Harvard and Trump administration’s battle over freeze of $2B in grants will head into summer
Apr 28, 2025, 12:10 PM

FILE - In this Sunday, March 13, 2016 photo, a relief sculpture rests on a gate to the entrance of Harvard University, in Cambridge, Mass. (AP Photo/Steven Senne, File)
Credit: ASSOCIATED PRESS
(AP Photo/Steven Senne, File)
BOSTON (AP) — The battle between Harvard University and the Trump administration’s freeze on its $2.2 billion in grants will head into the summer.
A federal judge on Monday scheduled arguments for July 21 over the university’s lawsuit against the government, after both sides met in court for the first time in a brief hearing.

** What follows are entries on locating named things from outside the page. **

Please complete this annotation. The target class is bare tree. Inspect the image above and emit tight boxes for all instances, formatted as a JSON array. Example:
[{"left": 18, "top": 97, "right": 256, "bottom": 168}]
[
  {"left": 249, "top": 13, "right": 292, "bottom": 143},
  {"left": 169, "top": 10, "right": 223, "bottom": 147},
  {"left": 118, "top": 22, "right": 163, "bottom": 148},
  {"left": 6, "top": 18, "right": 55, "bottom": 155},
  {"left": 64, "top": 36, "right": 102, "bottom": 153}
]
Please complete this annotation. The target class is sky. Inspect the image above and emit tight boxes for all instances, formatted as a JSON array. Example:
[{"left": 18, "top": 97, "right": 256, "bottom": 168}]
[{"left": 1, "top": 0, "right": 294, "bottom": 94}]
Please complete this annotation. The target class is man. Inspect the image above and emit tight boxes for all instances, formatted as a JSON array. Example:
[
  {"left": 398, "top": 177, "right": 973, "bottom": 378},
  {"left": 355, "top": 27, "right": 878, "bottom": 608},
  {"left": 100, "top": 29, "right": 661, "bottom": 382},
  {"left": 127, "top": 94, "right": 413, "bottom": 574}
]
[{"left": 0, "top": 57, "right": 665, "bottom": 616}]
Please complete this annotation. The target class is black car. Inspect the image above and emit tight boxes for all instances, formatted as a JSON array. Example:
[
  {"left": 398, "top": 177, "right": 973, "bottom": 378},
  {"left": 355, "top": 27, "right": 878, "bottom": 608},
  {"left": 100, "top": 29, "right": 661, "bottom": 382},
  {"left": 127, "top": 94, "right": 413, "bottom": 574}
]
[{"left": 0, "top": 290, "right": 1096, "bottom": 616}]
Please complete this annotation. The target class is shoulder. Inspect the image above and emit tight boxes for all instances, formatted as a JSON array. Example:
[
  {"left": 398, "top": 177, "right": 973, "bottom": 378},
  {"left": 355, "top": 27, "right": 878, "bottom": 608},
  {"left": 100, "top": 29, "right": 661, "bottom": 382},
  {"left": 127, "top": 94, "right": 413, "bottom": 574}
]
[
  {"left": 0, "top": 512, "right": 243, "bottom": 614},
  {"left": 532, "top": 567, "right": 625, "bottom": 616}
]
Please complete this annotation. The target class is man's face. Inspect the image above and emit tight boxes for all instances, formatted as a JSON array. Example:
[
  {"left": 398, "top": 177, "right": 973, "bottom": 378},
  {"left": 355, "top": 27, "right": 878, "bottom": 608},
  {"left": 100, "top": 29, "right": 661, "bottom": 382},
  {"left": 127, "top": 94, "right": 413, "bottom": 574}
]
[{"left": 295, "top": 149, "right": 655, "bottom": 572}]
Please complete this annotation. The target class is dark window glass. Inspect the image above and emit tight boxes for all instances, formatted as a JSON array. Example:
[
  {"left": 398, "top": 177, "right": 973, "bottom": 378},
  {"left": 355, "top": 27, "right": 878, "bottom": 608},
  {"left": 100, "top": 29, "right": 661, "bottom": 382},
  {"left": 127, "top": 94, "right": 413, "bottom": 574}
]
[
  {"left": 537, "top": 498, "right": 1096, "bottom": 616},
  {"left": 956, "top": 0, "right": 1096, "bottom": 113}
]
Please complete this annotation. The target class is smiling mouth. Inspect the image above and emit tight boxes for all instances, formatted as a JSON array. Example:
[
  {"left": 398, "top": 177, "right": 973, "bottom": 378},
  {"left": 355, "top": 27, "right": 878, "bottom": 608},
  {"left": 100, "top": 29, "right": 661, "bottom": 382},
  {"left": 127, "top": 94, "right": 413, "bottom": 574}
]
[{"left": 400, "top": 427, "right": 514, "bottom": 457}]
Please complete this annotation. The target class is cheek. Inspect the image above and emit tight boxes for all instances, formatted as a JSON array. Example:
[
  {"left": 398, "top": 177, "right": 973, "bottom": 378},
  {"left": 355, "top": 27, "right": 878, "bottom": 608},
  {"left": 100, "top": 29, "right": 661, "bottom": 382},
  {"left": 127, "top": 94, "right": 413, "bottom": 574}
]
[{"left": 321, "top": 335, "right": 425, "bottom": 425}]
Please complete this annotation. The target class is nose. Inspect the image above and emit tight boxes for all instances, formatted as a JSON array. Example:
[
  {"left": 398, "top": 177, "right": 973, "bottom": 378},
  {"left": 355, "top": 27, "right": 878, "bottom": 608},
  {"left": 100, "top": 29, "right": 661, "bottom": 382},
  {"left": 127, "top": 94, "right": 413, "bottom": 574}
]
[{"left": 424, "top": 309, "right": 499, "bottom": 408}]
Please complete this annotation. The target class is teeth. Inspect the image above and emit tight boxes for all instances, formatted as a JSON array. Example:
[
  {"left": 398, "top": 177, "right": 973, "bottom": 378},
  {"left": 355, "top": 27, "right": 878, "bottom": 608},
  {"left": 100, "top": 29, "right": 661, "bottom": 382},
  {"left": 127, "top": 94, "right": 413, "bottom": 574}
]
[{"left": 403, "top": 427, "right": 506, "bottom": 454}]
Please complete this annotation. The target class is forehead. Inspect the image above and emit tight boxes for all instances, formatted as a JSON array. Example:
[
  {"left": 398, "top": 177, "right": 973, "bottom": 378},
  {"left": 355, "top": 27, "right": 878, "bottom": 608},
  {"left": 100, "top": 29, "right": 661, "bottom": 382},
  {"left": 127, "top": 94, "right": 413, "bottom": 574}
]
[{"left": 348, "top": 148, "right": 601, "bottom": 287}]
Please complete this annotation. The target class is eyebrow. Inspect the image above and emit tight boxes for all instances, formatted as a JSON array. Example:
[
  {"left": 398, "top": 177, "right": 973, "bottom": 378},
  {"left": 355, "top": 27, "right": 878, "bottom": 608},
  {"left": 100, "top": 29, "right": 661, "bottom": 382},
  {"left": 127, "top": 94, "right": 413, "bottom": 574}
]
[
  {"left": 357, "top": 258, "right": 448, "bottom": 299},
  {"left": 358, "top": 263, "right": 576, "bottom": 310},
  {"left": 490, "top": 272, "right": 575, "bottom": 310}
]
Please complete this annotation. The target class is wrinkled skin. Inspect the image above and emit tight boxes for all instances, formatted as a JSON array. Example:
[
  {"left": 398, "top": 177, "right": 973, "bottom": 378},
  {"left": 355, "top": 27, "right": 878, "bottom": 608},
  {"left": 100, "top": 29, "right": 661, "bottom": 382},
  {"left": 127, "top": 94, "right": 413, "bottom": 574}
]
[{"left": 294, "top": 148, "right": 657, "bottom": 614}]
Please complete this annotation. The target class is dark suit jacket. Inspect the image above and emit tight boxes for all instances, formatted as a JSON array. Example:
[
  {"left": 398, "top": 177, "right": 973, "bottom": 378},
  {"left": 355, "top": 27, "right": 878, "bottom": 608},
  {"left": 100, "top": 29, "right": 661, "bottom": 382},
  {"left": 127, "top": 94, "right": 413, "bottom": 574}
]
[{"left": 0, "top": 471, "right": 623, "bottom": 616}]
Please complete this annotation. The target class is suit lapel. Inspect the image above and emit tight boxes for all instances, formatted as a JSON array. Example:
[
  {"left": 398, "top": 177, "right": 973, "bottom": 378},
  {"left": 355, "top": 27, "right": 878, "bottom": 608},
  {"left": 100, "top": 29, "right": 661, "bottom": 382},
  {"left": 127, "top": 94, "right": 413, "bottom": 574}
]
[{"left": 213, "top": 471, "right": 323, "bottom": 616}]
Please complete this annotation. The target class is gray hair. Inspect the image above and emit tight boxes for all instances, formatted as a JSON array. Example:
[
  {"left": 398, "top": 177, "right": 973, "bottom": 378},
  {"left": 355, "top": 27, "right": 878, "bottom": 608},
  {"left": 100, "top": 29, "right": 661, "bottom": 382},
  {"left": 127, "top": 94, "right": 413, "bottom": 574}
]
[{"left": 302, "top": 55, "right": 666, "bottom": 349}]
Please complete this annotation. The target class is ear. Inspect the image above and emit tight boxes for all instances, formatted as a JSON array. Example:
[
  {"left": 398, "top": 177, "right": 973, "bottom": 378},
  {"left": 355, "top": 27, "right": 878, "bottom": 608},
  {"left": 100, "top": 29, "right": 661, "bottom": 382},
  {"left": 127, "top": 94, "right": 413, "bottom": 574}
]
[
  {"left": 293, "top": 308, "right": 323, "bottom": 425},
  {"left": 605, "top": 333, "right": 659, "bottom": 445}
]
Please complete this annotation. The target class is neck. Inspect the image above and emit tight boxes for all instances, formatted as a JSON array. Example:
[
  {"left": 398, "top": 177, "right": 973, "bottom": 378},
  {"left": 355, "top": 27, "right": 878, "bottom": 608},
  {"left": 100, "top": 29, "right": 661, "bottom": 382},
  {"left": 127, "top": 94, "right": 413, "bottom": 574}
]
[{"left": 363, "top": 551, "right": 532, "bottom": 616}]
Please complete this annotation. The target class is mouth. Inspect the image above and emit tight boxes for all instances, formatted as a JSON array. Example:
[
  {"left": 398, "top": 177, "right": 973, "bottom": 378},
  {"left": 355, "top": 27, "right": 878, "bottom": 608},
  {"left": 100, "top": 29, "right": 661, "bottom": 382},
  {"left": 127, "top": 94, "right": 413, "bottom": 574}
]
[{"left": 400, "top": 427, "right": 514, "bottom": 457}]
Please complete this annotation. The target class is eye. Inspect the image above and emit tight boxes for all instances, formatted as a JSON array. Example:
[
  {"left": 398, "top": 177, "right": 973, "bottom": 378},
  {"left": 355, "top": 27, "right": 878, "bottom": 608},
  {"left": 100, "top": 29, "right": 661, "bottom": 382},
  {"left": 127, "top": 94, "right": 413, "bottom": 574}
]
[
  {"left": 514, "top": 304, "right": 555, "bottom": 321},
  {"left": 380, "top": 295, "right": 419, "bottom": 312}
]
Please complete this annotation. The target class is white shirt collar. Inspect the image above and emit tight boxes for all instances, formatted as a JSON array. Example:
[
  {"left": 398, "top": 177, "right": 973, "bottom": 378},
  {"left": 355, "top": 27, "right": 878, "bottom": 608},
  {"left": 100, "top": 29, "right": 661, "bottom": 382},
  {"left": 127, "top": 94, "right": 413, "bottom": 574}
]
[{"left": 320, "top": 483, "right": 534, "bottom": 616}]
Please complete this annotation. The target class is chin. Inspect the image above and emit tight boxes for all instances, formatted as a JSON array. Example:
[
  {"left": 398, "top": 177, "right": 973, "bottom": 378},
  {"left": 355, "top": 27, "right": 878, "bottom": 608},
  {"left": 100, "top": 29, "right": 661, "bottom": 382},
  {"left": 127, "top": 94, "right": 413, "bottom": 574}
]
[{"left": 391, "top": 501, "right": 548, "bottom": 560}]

Harvard sued April 21 after getting letters from the Trump administration calling for broad changes to government and leadership and to the university’s admissions policies.
The administration also demanded the university audit views of diversity on campus and stop recognizing some student clubs. It has argued universities allowed antisemitism to go unchecked at campus protests last year against Israel’s war in Gaza.
Harvard President Alan Garber said the university would not bend to the demands.
Harvard presents the Trump administration’s first major hurdle in its attempt to force change at universities that Republicans say have become hotbeds of liberalism and antisemitism. A part of that is targeting research funding which has fueled scientific breakthroughs but has become an easy source of leverage for the Trump administration.
Harvard’s suit called the funding freeze “arbitrary and capricious,” saying it violated its First Amendment rights and the statutory provisions of Title VI of the Civil Rights Act.